L’indépendance du DPO

Licenciement maladroit ou à bon droit d’un Délégué à la Protection des Données ?

Le Conseil d’État précise la notion d’indépendance du DPO [1]

 

Afin de lui permettre de mener à bien ses missions, le Règlement Général sur la Protection des Données (RGPD) octroie au Délégué à la Protection des Données un statut pour le moins singulier.

Ce texte communautaire est toutefois peu précis, voire contredit par les législations nationales des États membres de l’Union européenne (UE).

Dans une décision récente du 21 octobre 2022, le Conseil d’État est venu apporter quelques clarifications bienvenues[2]. De quoi remettre les organismes sur le droit chemin…

 

►QUOI ? Petit rappel des textes

D’après le Règlement Général sur la Protection des Données, les Délégués à la Protection des Données doivent « être en mesure d’exercer leurs fonctions et missions en toute indépendance » [Considérant 97].

Cette indépendance trouve d’abord un sens dès le début de la collaboration du DPO avec l’organisme. En effet, le choix de ce bras droit n’est pas totalement libre. Il doit être désigné en raison de son expertise juridique et technique en matière de protection des données à caractère personnel.

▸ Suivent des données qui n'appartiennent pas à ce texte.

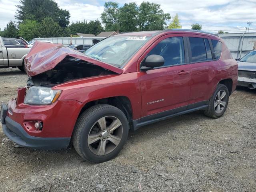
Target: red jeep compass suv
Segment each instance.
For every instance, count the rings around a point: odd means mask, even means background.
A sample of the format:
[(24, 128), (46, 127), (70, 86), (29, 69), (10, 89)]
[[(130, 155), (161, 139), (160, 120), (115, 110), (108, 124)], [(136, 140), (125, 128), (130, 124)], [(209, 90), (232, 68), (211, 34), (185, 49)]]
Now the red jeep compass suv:
[(197, 110), (218, 118), (236, 88), (238, 65), (223, 41), (198, 31), (128, 32), (84, 54), (37, 42), (25, 59), (27, 86), (2, 104), (6, 135), (84, 158), (109, 160), (129, 129)]

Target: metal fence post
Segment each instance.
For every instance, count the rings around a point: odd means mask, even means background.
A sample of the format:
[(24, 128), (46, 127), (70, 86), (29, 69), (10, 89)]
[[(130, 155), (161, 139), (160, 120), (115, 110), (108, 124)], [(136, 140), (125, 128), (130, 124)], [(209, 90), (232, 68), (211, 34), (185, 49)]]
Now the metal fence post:
[(243, 33), (243, 40), (242, 41), (242, 46), (241, 46), (241, 50), (240, 51), (240, 58), (241, 58), (241, 55), (242, 55), (242, 51), (243, 50), (243, 44), (244, 44), (244, 33)]
[(241, 44), (241, 40), (242, 39), (242, 36), (240, 36), (239, 38), (239, 43), (238, 44), (238, 48), (237, 49), (237, 54), (236, 54), (236, 57), (238, 57), (238, 55), (239, 54), (239, 49), (240, 48), (240, 44)]

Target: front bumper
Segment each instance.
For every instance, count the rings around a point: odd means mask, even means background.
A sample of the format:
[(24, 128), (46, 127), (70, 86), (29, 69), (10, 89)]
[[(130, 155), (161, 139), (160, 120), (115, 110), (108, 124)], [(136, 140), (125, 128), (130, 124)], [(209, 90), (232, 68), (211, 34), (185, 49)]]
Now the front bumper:
[(256, 88), (256, 79), (248, 77), (238, 77), (237, 85), (248, 87), (250, 89)]
[(42, 138), (29, 135), (20, 124), (8, 116), (2, 125), (4, 132), (11, 140), (21, 146), (34, 149), (56, 150), (66, 148), (70, 138)]

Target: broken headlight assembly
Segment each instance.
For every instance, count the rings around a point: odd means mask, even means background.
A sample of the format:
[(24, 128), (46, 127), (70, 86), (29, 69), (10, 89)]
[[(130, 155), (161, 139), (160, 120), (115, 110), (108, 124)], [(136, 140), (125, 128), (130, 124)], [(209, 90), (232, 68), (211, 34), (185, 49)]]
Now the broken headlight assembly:
[(30, 105), (48, 105), (55, 102), (61, 93), (60, 90), (50, 88), (33, 86), (28, 91), (24, 103)]

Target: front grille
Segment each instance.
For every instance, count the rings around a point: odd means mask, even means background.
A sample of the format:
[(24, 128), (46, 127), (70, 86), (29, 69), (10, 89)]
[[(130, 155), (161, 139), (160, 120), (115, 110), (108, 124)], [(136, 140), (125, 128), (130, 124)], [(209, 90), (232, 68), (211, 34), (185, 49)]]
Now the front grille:
[(256, 79), (256, 72), (250, 71), (238, 70), (238, 77), (247, 77), (251, 79)]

Quant à l’indépendance du DPO durant l’exécution et la rupture de sa collaboration avec son employeur, celle-ci est encadrée par l’article 38(3) du RGPD, qui prévoit que :

Le responsable du traitement et le sous-traitant veillent à ce que le délégué à la protection des données ne reçoive aucune instruction en ce qui concerne l’exercice des missions. Le délégué à la protection des données ne peut être relevé de ses fonctions ou pénalisé par le responsable du traitement ou le sous-traitant pour l’exercice de ses missions.

►QUI ? L’indépendance du Délégué à la Protection des Données interne

Le Délégué à la Protection des Données peut être interne ou externe à l’entité qui le désigne, tant qu’il répond aux critères de compétences et qu’il n’existe aucune situation de conflits d’intérêts susceptible d’entraver ses actions.

Lorsque l’organisme souhaite faire appel à l’un de ses membres, il ne peut donc pas nommer une personne investie d’un poste à responsabilités. De par ses fonctions, celle-ci est en effet nécessairement amenée à déterminer les finalités et moyens des traitements de données, autrement dit à être responsable de traitements.

Comment un Délégué à la protection des données pourrait-il aller droit au but dans ses préconisations, si les recommandations qu’il lui revient de faire s’opposent à d’autres logiques commerciales, RH ou logistiques dont il serait lui-même aussi en charge ?

Dans une entreprise ou une collectivité, le Délégué à la Protection des Données interne ne peut donc être qu’un membre du personnel du responsable de traitement, c’est-à-dire lié à lui par un contrat de travail.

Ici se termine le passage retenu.